Let $(\Omega,\mathcal{F},P)$ be a probability space and let $X: \Omega \to S \subset \mathbb{R}$, $Y: \Omega \to T \subset \mathbb{R}$ be random variables.

Let $P^X(\cdot \mid \cdot): \mathcal{F} \times S \to \mathbb{R}$ be the regular conditional probability of $P$ given $X$. Then $$ \rm{E}[Y \mid X=x] = \int_\Omega Y(\omega)\, P^X(d\omega | x). \qquad (1) $$ Let $P_{Y \mid X}(\cdot \mid \cdot): \mathcal{B}(T) \times S \to \mathbb{R}$ be the regular conditional distribution of $Y$ given $X$. Then $$ \int_\Omega Y(\omega)\, P^X(\rm{d}\omega | x) = \int_T y\, P_{Y \mid X}(\rm{d}y | x). \qquad (2) $$ Finally, recall for fixed $x \in S$ that the mapping $B \mapsto P_{Y \mid X}(B \mid x)$ is a probability measure on $(T,\mathcal{B}(T))$ for $B \in \mathcal{B}$ by definition of a regular conditional distribution.

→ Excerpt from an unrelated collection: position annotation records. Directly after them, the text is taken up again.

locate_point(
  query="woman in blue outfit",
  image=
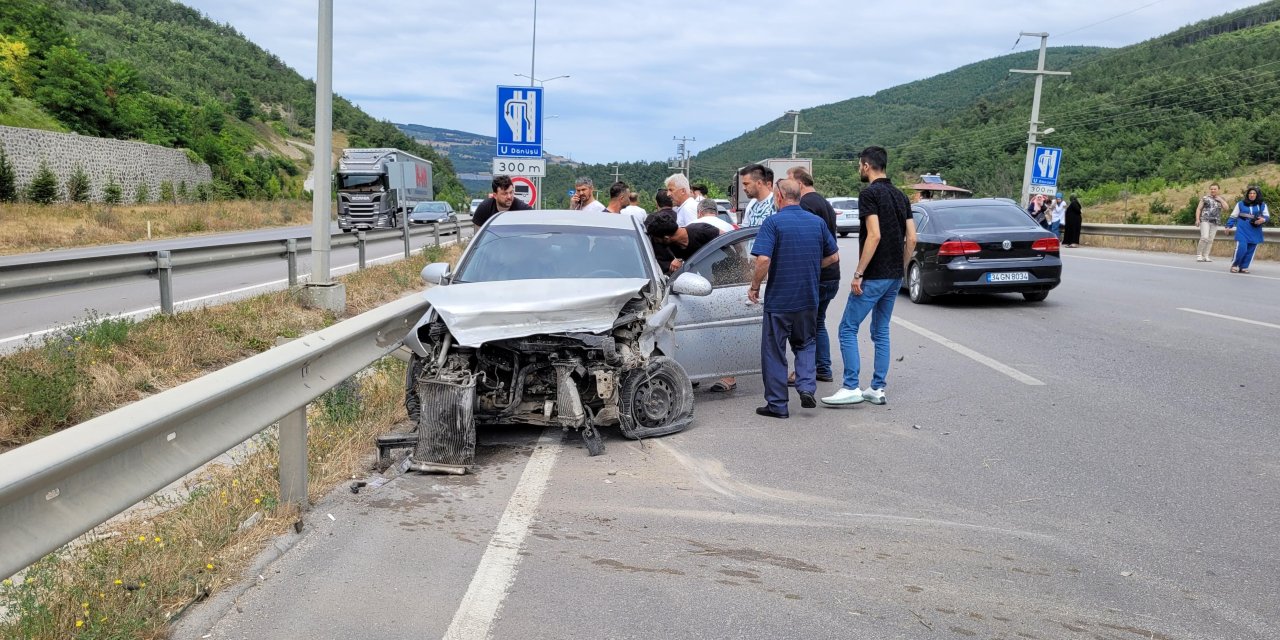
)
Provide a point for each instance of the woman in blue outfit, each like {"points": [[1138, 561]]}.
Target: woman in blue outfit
{"points": [[1247, 219]]}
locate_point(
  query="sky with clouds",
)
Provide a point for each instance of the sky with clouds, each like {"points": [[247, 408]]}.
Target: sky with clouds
{"points": [[645, 71]]}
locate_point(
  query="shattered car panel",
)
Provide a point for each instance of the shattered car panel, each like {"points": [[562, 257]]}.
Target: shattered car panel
{"points": [[480, 312]]}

Let $\lambda$ be the Lebesgue measure on $(T,\mathcal{B}(T))$. Then for fixed $x \in S$, since $P_{Y \mid X}(B|x)$ and $\lambda$ are $\sigma$-finite on $(T,\mathcal{B}(T))$, if $P_{Y \mid X}(\cdot \mid x) << \lambda$ then there exists a Radon-Nikodym derivative denoted by $h(\cdot \mid x): T \to \mathbb{R}$ such that $$ \int_T y\, P_{Y \mid X}(\rm{d}y | x) = \int_T y\, h(y|x)\, \lambda(\rm{d}y). \qquad (3) $$ Assuming (1) - (3) are correct, we get $$ \rm{E}[Y \mid X=x] = \int_\Omega Y(\omega)\, P^X(d\omega | x) = \int_T y\, P_{Y \mid X}(\rm{d}y | x) = \int_T y\, h(y|x)\, \lambda(\rm{d}y). $$

Does everything seem correct? Any suggestions for improving this exposition?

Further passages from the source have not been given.